Never have I given so much thought to water.
Here, now after I wash my face, it feels a size too small....one's skin feels dry and one becomes a lover of oils and creams, coconut and avocado oils, shea and mango and cocoa butters.....one uses hair conditioners by the handful. The air is so dry that one notices the lack of moisture in ones' lungs, in ones' nasal passages, in ones' eyes.
Palettes of watercolor paints are dry in no time...I was accustomed to covering my palette and the puddles of paint would remain until I returned and uncovered the palette to find the same puddles, waiting for me. Now I need to add purified water with an eye dropper, reconstituting the evaporated paint.
Painting a wash over a large area, once is forced to act quickly, without hesitation as the window of opportunity shrinks.Frisket dries quickly, stretched paper dries in no time as well.
Without water life withers, witholds, becomes less magnanimous.
I appreciate and bless and love water with a new found wonder and depth of feeling. Water is life and water is a metaphor for flow.
Unimpeded flow, uncontaminated, crystalline, abundant flow.

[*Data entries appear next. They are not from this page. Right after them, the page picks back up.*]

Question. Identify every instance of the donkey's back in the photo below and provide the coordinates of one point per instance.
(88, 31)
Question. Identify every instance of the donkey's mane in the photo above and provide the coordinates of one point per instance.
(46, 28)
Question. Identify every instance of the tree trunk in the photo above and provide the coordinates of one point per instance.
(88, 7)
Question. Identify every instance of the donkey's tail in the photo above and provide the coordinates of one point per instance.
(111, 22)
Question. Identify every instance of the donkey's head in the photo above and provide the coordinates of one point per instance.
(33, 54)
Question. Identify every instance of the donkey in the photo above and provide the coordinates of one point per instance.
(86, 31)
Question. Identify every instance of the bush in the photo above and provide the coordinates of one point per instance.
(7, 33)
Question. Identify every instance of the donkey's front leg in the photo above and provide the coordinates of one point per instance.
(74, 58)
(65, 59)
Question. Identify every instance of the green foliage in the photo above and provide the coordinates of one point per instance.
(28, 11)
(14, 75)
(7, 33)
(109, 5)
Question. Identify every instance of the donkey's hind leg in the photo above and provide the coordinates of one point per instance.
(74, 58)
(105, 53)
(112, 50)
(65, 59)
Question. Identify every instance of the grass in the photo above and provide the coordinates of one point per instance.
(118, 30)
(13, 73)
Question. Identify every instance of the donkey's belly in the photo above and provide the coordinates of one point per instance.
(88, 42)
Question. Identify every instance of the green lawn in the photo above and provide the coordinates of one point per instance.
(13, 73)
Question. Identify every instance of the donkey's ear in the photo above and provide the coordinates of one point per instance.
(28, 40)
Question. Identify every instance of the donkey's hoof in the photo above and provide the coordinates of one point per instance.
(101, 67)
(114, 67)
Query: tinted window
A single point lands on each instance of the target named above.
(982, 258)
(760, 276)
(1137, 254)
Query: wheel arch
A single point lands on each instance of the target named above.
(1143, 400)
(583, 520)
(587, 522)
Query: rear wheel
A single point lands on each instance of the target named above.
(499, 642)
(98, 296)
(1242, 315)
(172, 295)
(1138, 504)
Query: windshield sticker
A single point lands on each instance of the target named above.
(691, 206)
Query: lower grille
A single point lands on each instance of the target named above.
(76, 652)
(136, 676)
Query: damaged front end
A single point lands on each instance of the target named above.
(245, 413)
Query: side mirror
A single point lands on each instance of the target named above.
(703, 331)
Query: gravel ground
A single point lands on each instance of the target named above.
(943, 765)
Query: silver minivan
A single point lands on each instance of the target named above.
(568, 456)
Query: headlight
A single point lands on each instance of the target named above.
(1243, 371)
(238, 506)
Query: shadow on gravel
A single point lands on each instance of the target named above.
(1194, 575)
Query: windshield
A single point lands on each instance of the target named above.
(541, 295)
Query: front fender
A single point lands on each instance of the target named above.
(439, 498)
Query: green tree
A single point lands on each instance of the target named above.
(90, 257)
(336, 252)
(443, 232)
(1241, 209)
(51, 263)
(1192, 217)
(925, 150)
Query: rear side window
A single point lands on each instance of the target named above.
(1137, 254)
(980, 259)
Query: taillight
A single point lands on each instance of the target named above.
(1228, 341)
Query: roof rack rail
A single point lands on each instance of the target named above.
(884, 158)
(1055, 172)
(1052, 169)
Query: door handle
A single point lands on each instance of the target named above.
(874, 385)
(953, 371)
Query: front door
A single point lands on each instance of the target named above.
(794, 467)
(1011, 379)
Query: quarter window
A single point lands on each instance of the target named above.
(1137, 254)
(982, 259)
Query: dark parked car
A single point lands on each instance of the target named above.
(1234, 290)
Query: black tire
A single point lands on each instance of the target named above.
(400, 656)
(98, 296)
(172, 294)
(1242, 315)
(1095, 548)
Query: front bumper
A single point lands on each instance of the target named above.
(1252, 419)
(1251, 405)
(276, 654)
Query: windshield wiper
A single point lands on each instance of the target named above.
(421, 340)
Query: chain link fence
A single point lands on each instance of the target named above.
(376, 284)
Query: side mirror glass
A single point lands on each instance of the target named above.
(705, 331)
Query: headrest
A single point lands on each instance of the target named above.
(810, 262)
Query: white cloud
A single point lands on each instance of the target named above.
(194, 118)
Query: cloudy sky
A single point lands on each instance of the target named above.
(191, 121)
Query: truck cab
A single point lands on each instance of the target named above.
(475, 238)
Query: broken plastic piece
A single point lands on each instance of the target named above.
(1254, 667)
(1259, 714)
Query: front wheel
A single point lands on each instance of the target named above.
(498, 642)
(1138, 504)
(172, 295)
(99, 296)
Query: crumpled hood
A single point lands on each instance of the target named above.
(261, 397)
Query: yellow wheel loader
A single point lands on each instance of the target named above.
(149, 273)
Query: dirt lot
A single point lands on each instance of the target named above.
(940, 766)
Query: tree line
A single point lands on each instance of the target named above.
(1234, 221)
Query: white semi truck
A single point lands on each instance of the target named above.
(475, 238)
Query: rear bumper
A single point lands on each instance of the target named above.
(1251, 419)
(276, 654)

There is only abundant Flow, there is only Source.....
Flow of water, flow of resources, flow of energy and creativity and flow of ideas. Free flow of heartfelt love and attention and empathy and understanding. Valves wide open with no blockages. Lack and Scarcity are merely the valves blocked, shut down, the pipes corroded. Abundance chafing against resistance.
I am picturing Life as Water today.
Filling me with happiness as the tinaco fills with water.
2 comments:
oh dear Wendy do I know your pain!...almost at least. New Mexico can make one feel like your lost in an oven and your skin fried & tight...hot dry lungs, bloody noses, dry eyes...but when the sky does open up, people rejoice and dance in the streets. We save each drop from the sky in buckets, stare in awe at the raging water flowing through the city arroyos, where every year someone is so tempted that they get too close and fall in, either to their death or serious injury. It's all a foreign life force to those desert rats. Sad and funny.
I wonder how the fierce heat and harsh climate contribute to creativity, as water does in your metaphore for life? the yin and yang of it all? I'll think of something to add. Monica
Wendy,
I just discovered your blog! :)Wow, you're really a good writer! I laughed out loud several times! (Pink and black cats, indeed!)
And the water! Having lived in Mexico City for a few months, I can relate! The wonder for me was running hot water when I got back to the States--not having to light the water heater and wait a half an hour all for a quick 3
minute "hot" shower!!
You ought to put all this together, title it "How not to move to Mexico" or some such, and get it published!